Ecco, noi siamo nella fase dei cantastorie, in un mondo completamente nuovo, quello di Internet, dove le istituzioni che garantiscono la qualità dell’informazione ci sono (i grandi giornali, le università, le biblioteche etc), ma giocano ad armi pari con l’anonimo compilatore di una scheda di Wikipedia, con il piccolo blogger chiuso nella sua cameretta davanti a un computer, con chi urla commenti scomposti nei blog altrui, con chi semina notizie vere e false dovunque capiti.

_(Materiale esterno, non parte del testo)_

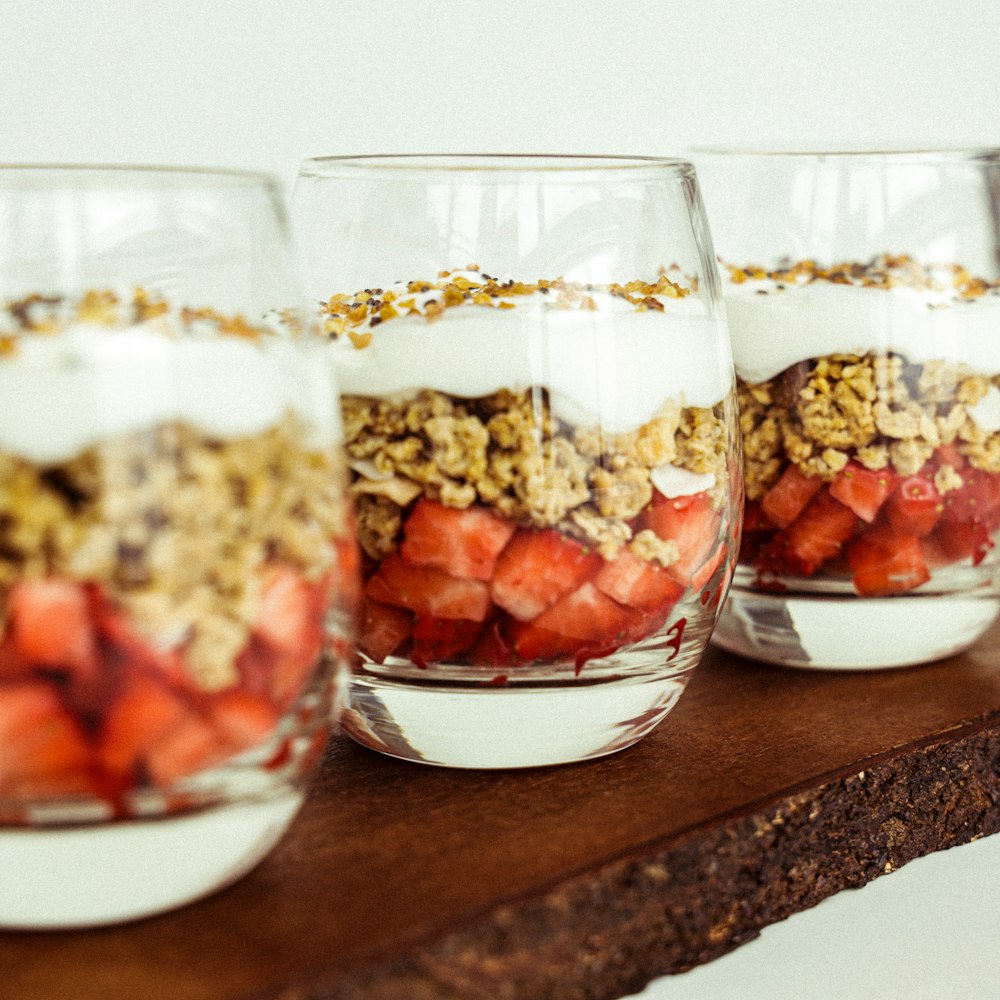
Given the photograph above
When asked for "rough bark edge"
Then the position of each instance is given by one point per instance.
(607, 933)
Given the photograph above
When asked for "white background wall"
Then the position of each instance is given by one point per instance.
(263, 84)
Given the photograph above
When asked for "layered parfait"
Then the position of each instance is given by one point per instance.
(172, 542)
(543, 472)
(870, 415)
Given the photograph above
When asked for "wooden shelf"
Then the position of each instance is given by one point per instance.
(763, 792)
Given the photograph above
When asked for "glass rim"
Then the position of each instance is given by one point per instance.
(26, 172)
(567, 165)
(915, 154)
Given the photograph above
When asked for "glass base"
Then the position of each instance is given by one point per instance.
(829, 631)
(80, 876)
(522, 725)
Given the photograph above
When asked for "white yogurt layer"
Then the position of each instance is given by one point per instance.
(61, 393)
(773, 331)
(612, 367)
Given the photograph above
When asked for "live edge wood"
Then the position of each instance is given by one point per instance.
(765, 791)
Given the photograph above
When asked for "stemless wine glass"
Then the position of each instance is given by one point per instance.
(539, 412)
(863, 300)
(175, 552)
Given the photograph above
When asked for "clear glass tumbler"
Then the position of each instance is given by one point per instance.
(539, 415)
(176, 558)
(863, 300)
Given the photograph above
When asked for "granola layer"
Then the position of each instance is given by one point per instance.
(878, 409)
(508, 453)
(174, 527)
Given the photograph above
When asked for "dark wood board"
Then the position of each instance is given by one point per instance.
(763, 792)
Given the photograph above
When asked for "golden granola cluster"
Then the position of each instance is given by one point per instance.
(175, 526)
(884, 271)
(508, 452)
(357, 315)
(38, 314)
(878, 409)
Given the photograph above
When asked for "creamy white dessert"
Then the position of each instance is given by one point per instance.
(541, 469)
(173, 546)
(870, 410)
(86, 378)
(776, 322)
(608, 358)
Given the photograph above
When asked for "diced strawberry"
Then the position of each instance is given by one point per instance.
(863, 490)
(342, 586)
(914, 507)
(536, 569)
(43, 751)
(529, 642)
(287, 619)
(817, 535)
(383, 629)
(442, 638)
(144, 712)
(50, 625)
(121, 643)
(428, 591)
(707, 570)
(588, 615)
(956, 541)
(493, 648)
(464, 543)
(976, 501)
(245, 720)
(788, 497)
(191, 746)
(754, 518)
(886, 563)
(637, 583)
(12, 662)
(693, 524)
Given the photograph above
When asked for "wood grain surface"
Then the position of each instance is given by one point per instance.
(763, 792)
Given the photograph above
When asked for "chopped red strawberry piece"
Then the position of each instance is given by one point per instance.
(288, 619)
(788, 497)
(464, 543)
(914, 507)
(529, 642)
(707, 570)
(693, 524)
(863, 490)
(12, 662)
(637, 583)
(493, 648)
(120, 642)
(43, 751)
(442, 638)
(976, 501)
(886, 563)
(245, 720)
(754, 518)
(428, 591)
(145, 711)
(588, 615)
(536, 569)
(50, 625)
(817, 535)
(383, 629)
(192, 745)
(956, 541)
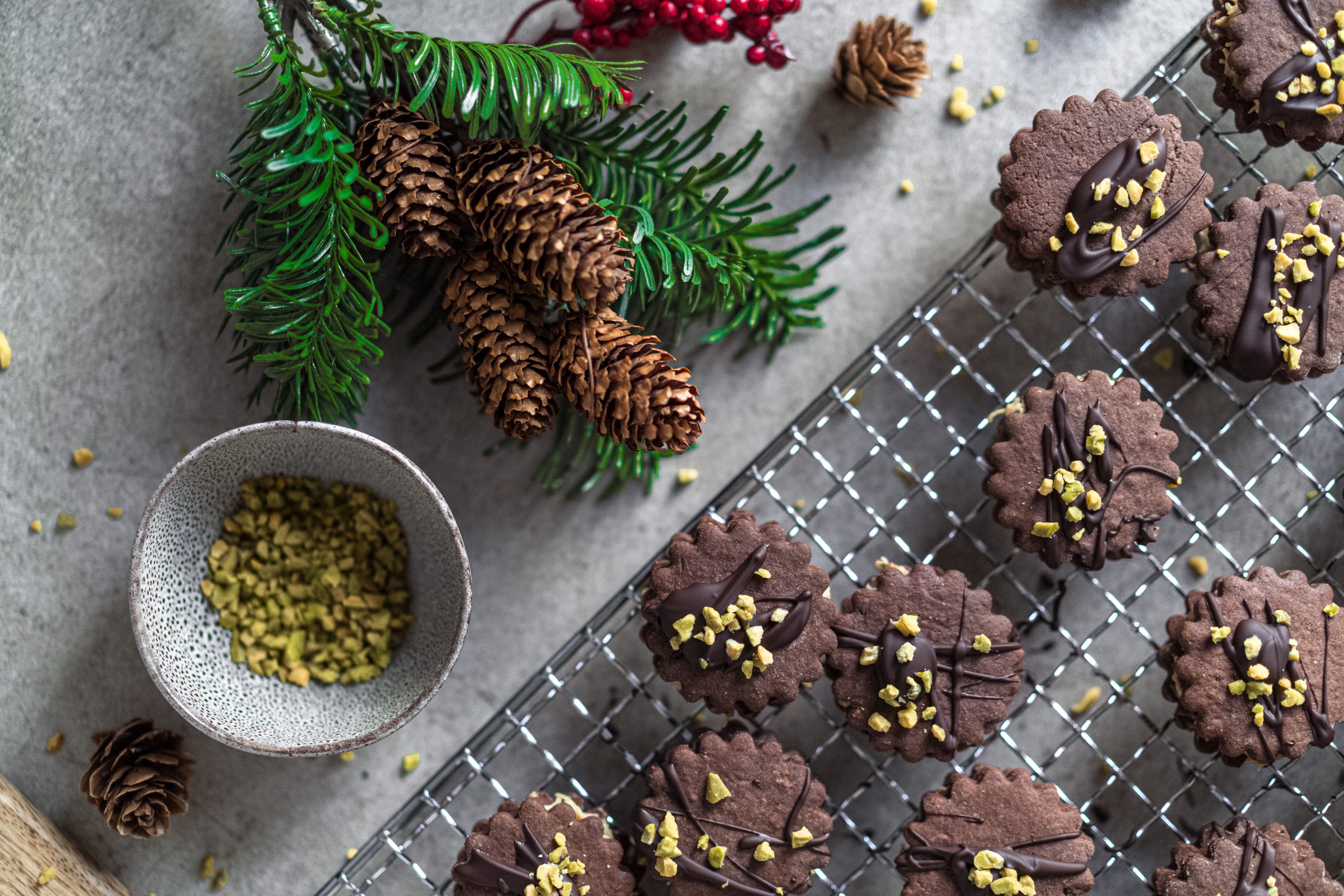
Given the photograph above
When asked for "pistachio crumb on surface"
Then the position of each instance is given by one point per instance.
(1086, 702)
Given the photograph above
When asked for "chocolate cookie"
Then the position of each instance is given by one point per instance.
(738, 616)
(736, 815)
(1251, 667)
(991, 827)
(1276, 65)
(542, 847)
(1245, 860)
(1270, 301)
(1101, 196)
(925, 666)
(1083, 473)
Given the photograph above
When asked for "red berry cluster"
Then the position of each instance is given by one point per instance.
(617, 23)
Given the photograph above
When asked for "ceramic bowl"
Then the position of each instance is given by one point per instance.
(187, 650)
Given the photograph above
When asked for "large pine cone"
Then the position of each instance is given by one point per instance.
(400, 151)
(138, 778)
(505, 350)
(879, 62)
(542, 225)
(620, 381)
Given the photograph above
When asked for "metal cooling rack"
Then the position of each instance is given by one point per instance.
(887, 464)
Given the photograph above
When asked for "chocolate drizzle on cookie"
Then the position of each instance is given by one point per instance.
(1083, 481)
(1273, 323)
(711, 645)
(939, 662)
(491, 873)
(1278, 100)
(699, 868)
(1265, 659)
(960, 861)
(1095, 199)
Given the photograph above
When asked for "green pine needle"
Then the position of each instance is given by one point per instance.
(303, 242)
(488, 88)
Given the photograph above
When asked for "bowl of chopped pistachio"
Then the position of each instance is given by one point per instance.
(299, 589)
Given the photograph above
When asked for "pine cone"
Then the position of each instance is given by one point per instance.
(620, 381)
(542, 225)
(138, 778)
(398, 151)
(505, 351)
(878, 62)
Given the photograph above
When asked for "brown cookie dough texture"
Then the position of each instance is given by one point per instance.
(1245, 859)
(1132, 504)
(879, 630)
(995, 825)
(745, 678)
(1249, 41)
(1050, 159)
(1223, 296)
(542, 847)
(734, 815)
(1217, 700)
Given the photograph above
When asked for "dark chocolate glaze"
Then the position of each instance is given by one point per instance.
(1256, 351)
(754, 886)
(929, 656)
(694, 598)
(1059, 448)
(1273, 656)
(958, 861)
(491, 873)
(1301, 108)
(1079, 261)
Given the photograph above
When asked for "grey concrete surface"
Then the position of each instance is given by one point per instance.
(113, 117)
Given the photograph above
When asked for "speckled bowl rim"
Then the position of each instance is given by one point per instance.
(310, 750)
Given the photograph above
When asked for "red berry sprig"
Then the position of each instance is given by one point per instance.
(618, 23)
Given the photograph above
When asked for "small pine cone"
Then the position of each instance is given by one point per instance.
(400, 151)
(541, 224)
(879, 62)
(620, 381)
(505, 350)
(138, 778)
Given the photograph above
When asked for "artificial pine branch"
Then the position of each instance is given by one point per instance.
(301, 241)
(491, 89)
(701, 253)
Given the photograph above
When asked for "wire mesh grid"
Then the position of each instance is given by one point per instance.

In rete le testate contano di meno di quanto contano nel mondo reale, perché devono ancora conquistare il consenso popolare, superare la selezione dei cantastorie, essere definitivamente “scelte” da chi oggi può non soltanto leggere ma anche scrivere, commentare, partecipare all’informazione, producendola in prima persona.

martedì 26 gennaio 2010

Era meglio quando si andava da Ugo Zatterin


Ci sono politici convinti che Obama abbia vinto le elezioni grazie al web. Davvero. Ci credono. Lo considerano un modello, per quel motivo lì. Allora provano a imitarlo. Ma solo quando arrivano le elezioni. Qualunque tipo di elezione. Tanto ce n'è sempre una, in giro. Salvo trattare il web, alla fine, come una seccatura. In realtà considerano il web un canale a basso costo per la campagna di turno. E come tale lo trattano. La prova è che una volta esaurita la campagna, smantellano tutto. L'ha fatto anche una scrittrice. Si è iscritta a Facebook, che bello, che bello, quanti amici, quante nuove relazioni, casualmente aveva il nuovo libro da promuovere, e poi ha scoperto che ma no, mi annoia, non riesco a seguirvi tutti come vorrei, arrivederci, avete comprato il libro, è stato bello, bye.